Page last updated at 16:02 GMT, Friday, 25 July 2008 17:02 UK

Fresh US sanctions for Zimbabwe

Zimbabweans reading a newspaper in Johannesburg, South Africa (30 June 2008)
There has been widespread condemnation of Mugabe's regime

The US has imposed new sanctions on Zimbabwe, accusing President Robert Mugabe of heading an "illegitimate" government that sponsors violence.

US President George W Bush signed an executive order expanding restrictions against individuals and organisations linked to Mr Mugabe's government.

Mr Bush said the sanctions were a "direct result" of government actions.

Mr Mugabe's Zanu-PF party has begun power-sharing talks with the opposition in an effort to end a political crisis.

The president was re-elected with a landslide majority in June's presidential vote, a poll boycotted by the opposition Movement for Democratic Change (MDC), which said its supporters have been subjected to a state-sponsored campaign of violence.

Aid ready

In a statement issued by the White House, Mr Bush said he approved action against Mr Mugabe's government after the Zimbabwean leader continually ignored international pressure to stop election-related violence.

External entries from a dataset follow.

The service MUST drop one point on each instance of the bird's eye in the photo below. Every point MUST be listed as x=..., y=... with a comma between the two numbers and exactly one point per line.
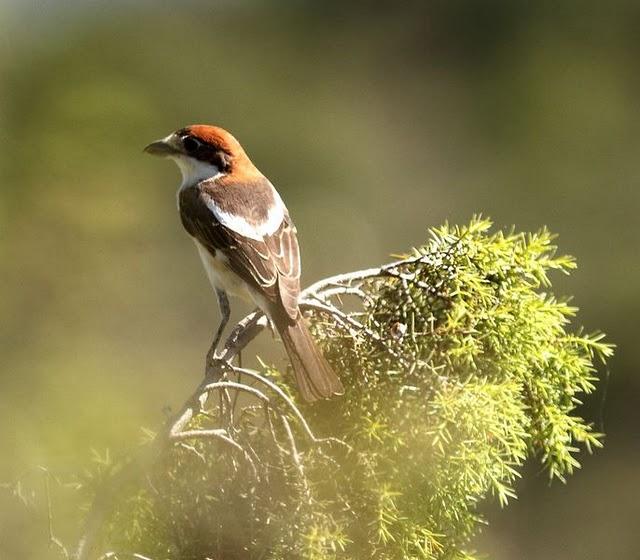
x=190, y=144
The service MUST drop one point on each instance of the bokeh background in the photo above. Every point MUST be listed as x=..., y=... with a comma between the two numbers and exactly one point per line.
x=374, y=121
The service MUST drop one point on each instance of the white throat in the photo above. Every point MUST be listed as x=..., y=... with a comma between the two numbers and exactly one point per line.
x=193, y=170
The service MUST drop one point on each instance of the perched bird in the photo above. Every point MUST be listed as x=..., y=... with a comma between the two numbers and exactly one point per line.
x=247, y=242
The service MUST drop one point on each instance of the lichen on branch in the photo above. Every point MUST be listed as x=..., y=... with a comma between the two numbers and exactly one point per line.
x=459, y=364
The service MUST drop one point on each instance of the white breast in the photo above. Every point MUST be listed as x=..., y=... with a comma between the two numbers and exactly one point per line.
x=220, y=275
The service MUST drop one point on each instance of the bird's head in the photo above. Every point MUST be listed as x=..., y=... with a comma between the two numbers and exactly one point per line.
x=203, y=152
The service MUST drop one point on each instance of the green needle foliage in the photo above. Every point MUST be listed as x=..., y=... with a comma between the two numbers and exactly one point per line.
x=465, y=367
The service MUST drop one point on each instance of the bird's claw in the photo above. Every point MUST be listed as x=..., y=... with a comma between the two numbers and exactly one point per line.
x=215, y=365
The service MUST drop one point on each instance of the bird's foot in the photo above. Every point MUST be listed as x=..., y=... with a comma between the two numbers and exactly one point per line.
x=215, y=366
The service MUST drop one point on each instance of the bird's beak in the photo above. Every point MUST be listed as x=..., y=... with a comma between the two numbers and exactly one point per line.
x=166, y=147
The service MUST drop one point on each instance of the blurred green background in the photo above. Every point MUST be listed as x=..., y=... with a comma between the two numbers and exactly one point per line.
x=374, y=121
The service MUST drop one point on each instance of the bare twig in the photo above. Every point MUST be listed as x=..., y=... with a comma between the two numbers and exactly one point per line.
x=176, y=432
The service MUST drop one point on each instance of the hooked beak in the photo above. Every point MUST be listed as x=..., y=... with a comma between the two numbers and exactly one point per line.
x=166, y=147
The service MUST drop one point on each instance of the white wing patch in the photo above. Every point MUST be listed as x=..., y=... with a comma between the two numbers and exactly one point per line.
x=240, y=225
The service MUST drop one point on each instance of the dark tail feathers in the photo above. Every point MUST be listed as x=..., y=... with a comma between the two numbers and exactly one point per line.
x=315, y=377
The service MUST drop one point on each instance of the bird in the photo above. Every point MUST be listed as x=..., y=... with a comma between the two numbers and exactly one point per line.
x=247, y=243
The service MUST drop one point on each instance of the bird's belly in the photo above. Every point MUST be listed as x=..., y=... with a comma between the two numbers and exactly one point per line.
x=220, y=275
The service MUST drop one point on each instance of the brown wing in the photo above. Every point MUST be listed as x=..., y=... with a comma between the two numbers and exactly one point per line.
x=270, y=265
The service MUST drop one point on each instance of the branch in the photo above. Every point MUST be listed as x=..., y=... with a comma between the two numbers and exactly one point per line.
x=317, y=297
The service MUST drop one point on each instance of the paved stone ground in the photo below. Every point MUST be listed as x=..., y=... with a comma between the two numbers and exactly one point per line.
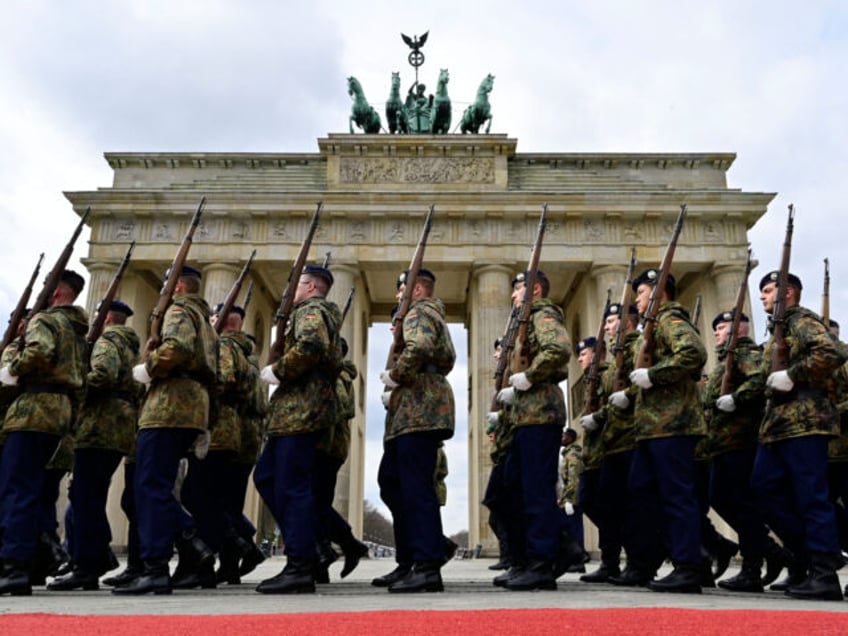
x=467, y=586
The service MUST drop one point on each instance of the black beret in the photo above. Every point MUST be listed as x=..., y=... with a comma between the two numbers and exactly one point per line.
x=772, y=277
x=320, y=272
x=614, y=309
x=422, y=273
x=121, y=307
x=650, y=277
x=727, y=316
x=520, y=278
x=586, y=343
x=73, y=280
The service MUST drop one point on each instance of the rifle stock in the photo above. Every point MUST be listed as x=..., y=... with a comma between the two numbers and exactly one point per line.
x=157, y=316
x=287, y=301
x=409, y=286
x=645, y=357
x=99, y=321
x=19, y=312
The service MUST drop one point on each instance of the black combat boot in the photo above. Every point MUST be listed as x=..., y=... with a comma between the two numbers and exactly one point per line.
x=822, y=583
x=154, y=578
x=353, y=551
x=15, y=579
x=296, y=578
x=748, y=579
x=425, y=576
x=397, y=574
x=685, y=578
x=78, y=579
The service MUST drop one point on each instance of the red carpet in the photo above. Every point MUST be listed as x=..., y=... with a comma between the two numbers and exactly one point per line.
x=598, y=622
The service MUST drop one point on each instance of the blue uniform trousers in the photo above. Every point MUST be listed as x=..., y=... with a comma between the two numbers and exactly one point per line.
x=283, y=477
x=407, y=486
x=790, y=482
x=661, y=486
x=530, y=475
x=93, y=469
x=22, y=476
x=160, y=516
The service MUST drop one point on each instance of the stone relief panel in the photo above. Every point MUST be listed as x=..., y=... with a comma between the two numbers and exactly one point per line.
x=417, y=170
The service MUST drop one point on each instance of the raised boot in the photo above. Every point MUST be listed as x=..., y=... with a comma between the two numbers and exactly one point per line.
x=397, y=574
x=425, y=576
x=153, y=579
x=296, y=578
x=822, y=583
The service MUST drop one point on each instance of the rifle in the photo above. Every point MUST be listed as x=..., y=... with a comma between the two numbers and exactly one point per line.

The new sanctions will affect 17 Zimbabwean companies with links to the government - including the Agricultural Development Bank of Zimbabwe, and will ban US citizens from doing business with them.

Robert Mugabe (L) and Morgan Tsvangirai shake hands at the signing of a deal in Harare, 21 July 2008
Mr Mugabe and Mr Tsvangirai shook hands at their first meeting in a decade
"No regime should ignore the will of its own people and calls from the international community without consequences," Mr Bush said.

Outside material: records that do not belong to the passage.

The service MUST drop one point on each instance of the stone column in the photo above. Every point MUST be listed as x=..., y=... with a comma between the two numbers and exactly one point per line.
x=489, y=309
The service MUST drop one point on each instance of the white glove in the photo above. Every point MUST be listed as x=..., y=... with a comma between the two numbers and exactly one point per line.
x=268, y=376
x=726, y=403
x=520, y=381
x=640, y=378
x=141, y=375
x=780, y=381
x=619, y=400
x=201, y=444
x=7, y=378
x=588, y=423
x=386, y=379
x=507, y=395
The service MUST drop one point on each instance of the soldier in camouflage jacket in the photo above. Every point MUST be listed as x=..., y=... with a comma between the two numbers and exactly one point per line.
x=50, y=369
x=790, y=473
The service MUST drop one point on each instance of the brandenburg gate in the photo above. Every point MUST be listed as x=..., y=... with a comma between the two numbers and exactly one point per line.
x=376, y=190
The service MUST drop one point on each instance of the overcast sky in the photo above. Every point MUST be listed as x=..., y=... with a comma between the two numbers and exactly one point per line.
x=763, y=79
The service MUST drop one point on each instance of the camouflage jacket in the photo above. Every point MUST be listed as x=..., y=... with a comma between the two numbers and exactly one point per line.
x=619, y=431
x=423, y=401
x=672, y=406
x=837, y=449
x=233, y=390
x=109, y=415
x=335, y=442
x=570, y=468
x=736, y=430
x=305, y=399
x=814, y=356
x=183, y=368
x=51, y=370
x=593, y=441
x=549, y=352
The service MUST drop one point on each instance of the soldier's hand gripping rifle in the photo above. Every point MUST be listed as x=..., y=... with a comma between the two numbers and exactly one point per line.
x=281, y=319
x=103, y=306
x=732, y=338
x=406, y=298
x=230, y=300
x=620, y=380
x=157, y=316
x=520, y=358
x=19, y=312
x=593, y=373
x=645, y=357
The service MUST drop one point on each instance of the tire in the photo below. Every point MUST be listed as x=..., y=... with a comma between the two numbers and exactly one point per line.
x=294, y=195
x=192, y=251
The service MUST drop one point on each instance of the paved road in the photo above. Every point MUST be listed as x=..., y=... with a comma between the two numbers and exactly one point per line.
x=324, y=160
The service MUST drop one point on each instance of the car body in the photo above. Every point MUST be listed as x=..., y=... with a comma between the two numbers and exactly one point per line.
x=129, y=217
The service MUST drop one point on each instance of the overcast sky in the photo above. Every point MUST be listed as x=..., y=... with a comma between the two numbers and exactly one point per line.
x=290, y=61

The move expands the list of Zimbabwan companies and individuals banned from dealing with the US to more than 250, after sanctions were first imposed in 2003.

On Tuesday, the European Union also expanded its list of allies of Mr Mugabe subject to travel and business restrictions.

Mr Bush added that he hoped the talks between Mr Mugabe and opposition leader Morgan Tsvangirai, currently underway in South Africa, would "result in a new government that reflects the will of the Zimbabwean people".

If so, the US would be ready to provide "a substantial assistance package, development aid, and normalisation with international financial institutions," Mr Bush said.

Mr Mugabe and Mr Tsvangirai shook hands on Monday as they signed a memorandum paving the way for talks.

It was the two men's first meeting in a decade.

The MDC says at least 120 of its supporters have been killed, about 5,000 abducted and 200,000 forced from their homes since the first round of the elections, in a campaign of violence by pro-Mugabe militias and the army.

Cabinet ministers and military officials have denied the charges.